3. Addressing Runaway Rx Prices
Breakthrough medications offer tremendous clinical benefits for patients, but drug manufacturers should not get a blank check to price drugs at exorbitant rates without the public and policymakers understanding how those prices are established. Today, the prices set by pharmaceutical companies are a mystery. An important first step would be transparency of prescription drug prices in making health care more affordable and understanding whether employers and consumers are getting value for the prices being charged.

4. Ensuring Provider Consolidations Benefit Employers & Consumers
The wave of mergers, acquisitions and affiliations among hospitals, physicians and other providers will reshape the health care system for years to come. While some have suggested that these transactions will result in better integration and improved quality for patients, at the national level there is a growing body of research among policy experts that provider consolidation merely leads to enhanced bargaining power with no notable improvement in the quality of care for patients. State policymakers should monitor closely whether the benefits providers articulate relative to lower costs, better quality and greater clinical integration when joining together are actually realized. Ensuring a robust process for reviewing changes and their impact on the marketplace is essential to ensure that employers and consumers benefit from these transactions through lower costs and better quality.

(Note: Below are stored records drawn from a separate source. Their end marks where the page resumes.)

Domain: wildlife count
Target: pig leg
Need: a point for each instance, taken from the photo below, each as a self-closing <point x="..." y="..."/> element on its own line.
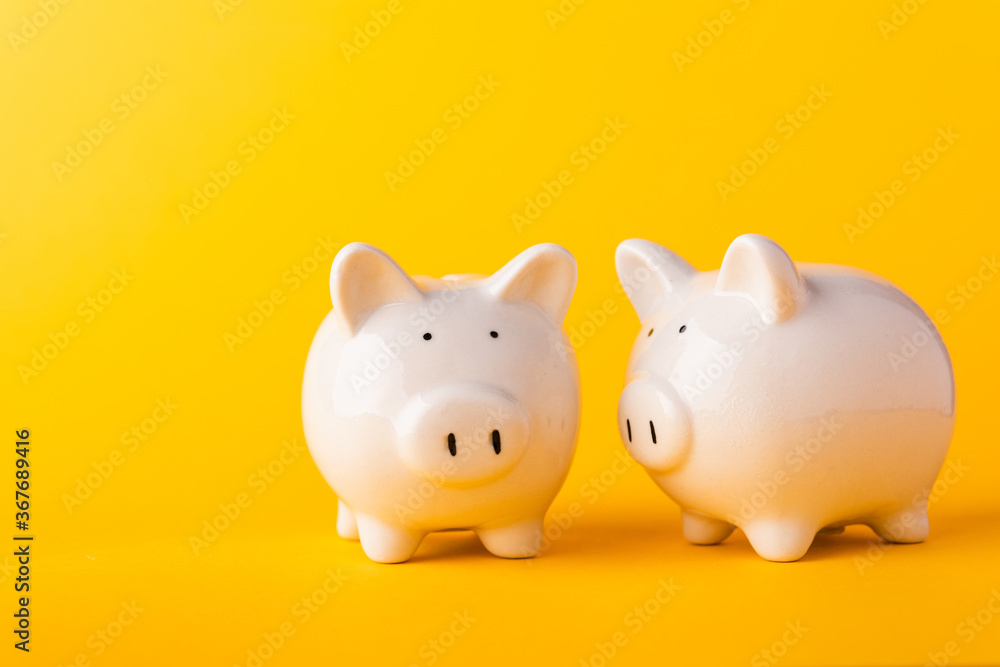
<point x="780" y="540"/>
<point x="347" y="526"/>
<point x="702" y="529"/>
<point x="906" y="527"/>
<point x="384" y="543"/>
<point x="512" y="540"/>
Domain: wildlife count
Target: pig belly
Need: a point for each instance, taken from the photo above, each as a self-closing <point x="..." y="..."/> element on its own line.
<point x="873" y="465"/>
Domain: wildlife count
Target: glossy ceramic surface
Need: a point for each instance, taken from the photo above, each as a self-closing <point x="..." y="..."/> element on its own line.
<point x="432" y="404"/>
<point x="783" y="398"/>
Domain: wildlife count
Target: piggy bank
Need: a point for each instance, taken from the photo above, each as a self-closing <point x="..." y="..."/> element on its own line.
<point x="784" y="399"/>
<point x="435" y="404"/>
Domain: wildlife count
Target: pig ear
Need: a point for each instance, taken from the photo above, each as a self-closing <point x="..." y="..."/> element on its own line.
<point x="362" y="280"/>
<point x="544" y="274"/>
<point x="759" y="269"/>
<point x="651" y="275"/>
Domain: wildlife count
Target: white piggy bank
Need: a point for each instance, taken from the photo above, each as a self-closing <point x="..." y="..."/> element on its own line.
<point x="781" y="398"/>
<point x="453" y="403"/>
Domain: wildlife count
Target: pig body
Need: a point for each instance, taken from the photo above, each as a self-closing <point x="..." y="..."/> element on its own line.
<point x="784" y="399"/>
<point x="434" y="404"/>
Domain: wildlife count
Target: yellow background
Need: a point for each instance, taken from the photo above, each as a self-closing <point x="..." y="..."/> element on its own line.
<point x="324" y="175"/>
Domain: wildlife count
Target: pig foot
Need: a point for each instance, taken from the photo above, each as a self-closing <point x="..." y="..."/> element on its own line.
<point x="905" y="527"/>
<point x="781" y="541"/>
<point x="512" y="540"/>
<point x="347" y="526"/>
<point x="384" y="543"/>
<point x="702" y="529"/>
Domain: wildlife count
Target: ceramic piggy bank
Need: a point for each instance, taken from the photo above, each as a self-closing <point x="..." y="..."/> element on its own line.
<point x="435" y="404"/>
<point x="784" y="399"/>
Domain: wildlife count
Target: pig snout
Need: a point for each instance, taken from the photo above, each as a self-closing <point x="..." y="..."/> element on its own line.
<point x="655" y="425"/>
<point x="463" y="434"/>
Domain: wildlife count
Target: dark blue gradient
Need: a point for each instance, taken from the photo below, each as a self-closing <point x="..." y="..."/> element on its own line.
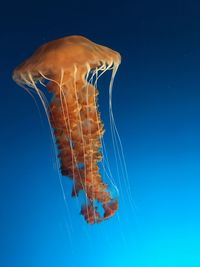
<point x="156" y="104"/>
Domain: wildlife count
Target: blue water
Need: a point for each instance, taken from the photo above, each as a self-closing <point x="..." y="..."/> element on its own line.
<point x="156" y="104"/>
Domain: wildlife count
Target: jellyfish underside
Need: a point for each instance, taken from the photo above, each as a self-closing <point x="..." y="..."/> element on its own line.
<point x="68" y="66"/>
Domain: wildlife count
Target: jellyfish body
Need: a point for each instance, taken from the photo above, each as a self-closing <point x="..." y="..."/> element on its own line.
<point x="68" y="65"/>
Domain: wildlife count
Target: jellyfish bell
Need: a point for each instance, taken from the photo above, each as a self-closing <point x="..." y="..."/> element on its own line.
<point x="68" y="66"/>
<point x="65" y="53"/>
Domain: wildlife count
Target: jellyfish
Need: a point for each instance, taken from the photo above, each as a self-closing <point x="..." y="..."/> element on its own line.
<point x="66" y="67"/>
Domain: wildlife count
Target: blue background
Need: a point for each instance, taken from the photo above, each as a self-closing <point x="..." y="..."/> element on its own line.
<point x="156" y="103"/>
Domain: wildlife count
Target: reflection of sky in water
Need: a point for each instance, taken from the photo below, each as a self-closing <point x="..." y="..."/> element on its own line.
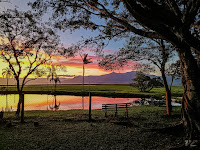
<point x="42" y="102"/>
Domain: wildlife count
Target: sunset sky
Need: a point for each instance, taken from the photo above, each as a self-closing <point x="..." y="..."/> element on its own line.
<point x="74" y="64"/>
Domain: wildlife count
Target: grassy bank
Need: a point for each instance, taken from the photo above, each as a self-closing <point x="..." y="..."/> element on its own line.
<point x="101" y="90"/>
<point x="146" y="128"/>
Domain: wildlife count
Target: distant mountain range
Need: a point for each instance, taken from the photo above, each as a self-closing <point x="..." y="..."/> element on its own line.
<point x="112" y="78"/>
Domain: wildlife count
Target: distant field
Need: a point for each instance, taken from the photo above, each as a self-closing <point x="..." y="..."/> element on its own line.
<point x="101" y="90"/>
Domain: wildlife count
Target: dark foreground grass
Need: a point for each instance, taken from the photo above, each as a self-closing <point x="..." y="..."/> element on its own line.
<point x="147" y="127"/>
<point x="101" y="90"/>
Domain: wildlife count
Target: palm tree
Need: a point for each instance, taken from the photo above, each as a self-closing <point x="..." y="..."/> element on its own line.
<point x="85" y="61"/>
<point x="7" y="72"/>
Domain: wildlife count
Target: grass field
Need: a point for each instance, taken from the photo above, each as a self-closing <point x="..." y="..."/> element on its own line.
<point x="103" y="90"/>
<point x="147" y="127"/>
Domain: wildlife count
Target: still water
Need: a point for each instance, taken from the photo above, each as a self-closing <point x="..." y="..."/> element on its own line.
<point x="67" y="102"/>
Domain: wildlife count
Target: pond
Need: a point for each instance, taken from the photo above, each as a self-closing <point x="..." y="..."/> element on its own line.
<point x="67" y="102"/>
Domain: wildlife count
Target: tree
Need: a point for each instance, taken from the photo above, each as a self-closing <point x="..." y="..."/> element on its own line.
<point x="26" y="45"/>
<point x="177" y="22"/>
<point x="149" y="54"/>
<point x="174" y="70"/>
<point x="7" y="72"/>
<point x="144" y="83"/>
<point x="85" y="61"/>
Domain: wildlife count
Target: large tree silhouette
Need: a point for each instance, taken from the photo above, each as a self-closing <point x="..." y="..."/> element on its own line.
<point x="176" y="21"/>
<point x="149" y="54"/>
<point x="26" y="45"/>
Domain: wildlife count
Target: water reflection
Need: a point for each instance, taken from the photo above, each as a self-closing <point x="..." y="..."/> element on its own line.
<point x="67" y="102"/>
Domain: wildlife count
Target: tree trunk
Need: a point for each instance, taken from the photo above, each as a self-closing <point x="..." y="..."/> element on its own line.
<point x="21" y="96"/>
<point x="168" y="93"/>
<point x="191" y="95"/>
<point x="22" y="111"/>
<point x="83" y="77"/>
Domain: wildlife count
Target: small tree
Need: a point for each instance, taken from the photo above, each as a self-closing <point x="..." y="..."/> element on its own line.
<point x="85" y="61"/>
<point x="25" y="46"/>
<point x="144" y="83"/>
<point x="7" y="72"/>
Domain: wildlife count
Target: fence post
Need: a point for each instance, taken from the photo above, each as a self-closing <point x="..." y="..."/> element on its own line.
<point x="90" y="115"/>
<point x="22" y="111"/>
<point x="126" y="110"/>
<point x="116" y="110"/>
<point x="106" y="111"/>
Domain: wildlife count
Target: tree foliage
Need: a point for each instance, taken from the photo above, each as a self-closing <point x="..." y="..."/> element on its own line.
<point x="26" y="44"/>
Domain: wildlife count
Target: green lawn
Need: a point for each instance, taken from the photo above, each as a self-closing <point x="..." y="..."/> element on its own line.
<point x="147" y="127"/>
<point x="105" y="90"/>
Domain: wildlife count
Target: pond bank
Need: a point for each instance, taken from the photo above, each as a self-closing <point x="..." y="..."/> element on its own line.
<point x="61" y="130"/>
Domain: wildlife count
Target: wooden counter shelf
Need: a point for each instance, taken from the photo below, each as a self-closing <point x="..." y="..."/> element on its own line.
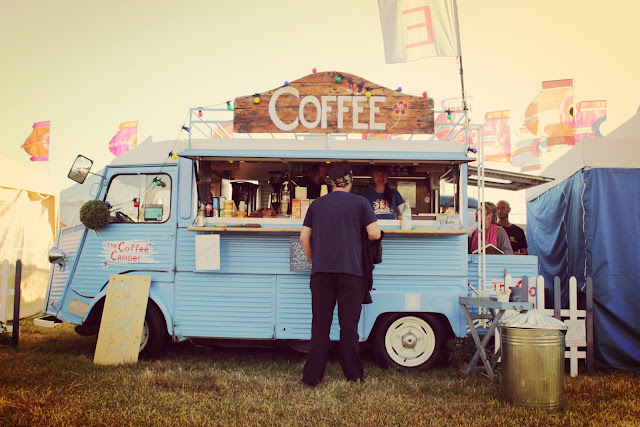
<point x="297" y="230"/>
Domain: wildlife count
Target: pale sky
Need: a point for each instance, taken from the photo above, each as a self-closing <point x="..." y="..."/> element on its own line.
<point x="89" y="65"/>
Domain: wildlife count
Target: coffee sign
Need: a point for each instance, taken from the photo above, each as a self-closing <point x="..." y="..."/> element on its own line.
<point x="333" y="102"/>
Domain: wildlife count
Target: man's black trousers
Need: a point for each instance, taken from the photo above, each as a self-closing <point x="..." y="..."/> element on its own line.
<point x="348" y="290"/>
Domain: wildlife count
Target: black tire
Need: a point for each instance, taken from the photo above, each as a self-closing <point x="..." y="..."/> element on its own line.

5. Address Unnecessary & Inappropriate Care to Reduce Waste in the Delivery System
There is wide variation in the use of health care services, including the underuse of some services and the overuse and misuse of others. Research from leading national organizations, including the Leapfrog Group, the Institute of Medicine, and the Agency for Healthcare Research and Quality, have found significant differences in the clinical performance of providers and the quality of care that patients receive. This results in disparate outcomes for patients and can be a barrier to ensuring they receive the right care in the most appropriate setting. Health plan protocols and medical management tools are established with input from practicing physicians and reflect established clinical best practices. They are designed to promote adherence to evidence-based treatment with the goal of improving care, reducing unnecessary costs, and protecting patients, particularly when there is a lack of or conflicting evidence supporting a particular therapy or drug. Policymakers should avoid adopting measures that restrict or limit health plans’ efforts that ensure everyday clinical practice is consistent with safe, evidence based care.

6. Convene the Health Care Quality & Cost Commission Before Adopting New Mandated
Benefits
Created in 2007, the New York State Health Care Quality and Cost Containment Commission was charged with analyzing the cost and efficacy of proposed mandated benefits. Unfortunately, the Commission has never been seated. Today, New York has 40 mandated health benefit laws, among the most of any state in the country. Every year, several new mandated benefits are put forward for consideration. While specific mandates may be well-intentioned, they add to the cost of health care and force employers to include benefits they and their workforce may not want or need, exacerbating the challenge they face to find affordable health care options. Until the Commission has been convened, no new mandated benefits should be adopted. With the affordability of health care the most pressing issue for employers and consumers, Linzer noted the ongoing commitment that health plans have made to containing health care costs, but that making health care more affordable and preserving the state’s health reform efforts is a shared responsibility.

“Our member health plans have been working hard to rein in rising health care costs and contain their own costs. However, protecting the advances New York has made in expanding coverage requires that all participants in the health care system – providers, pharmaceutical companies, health plans and state government – are focused on and accountable for controlling their costs.”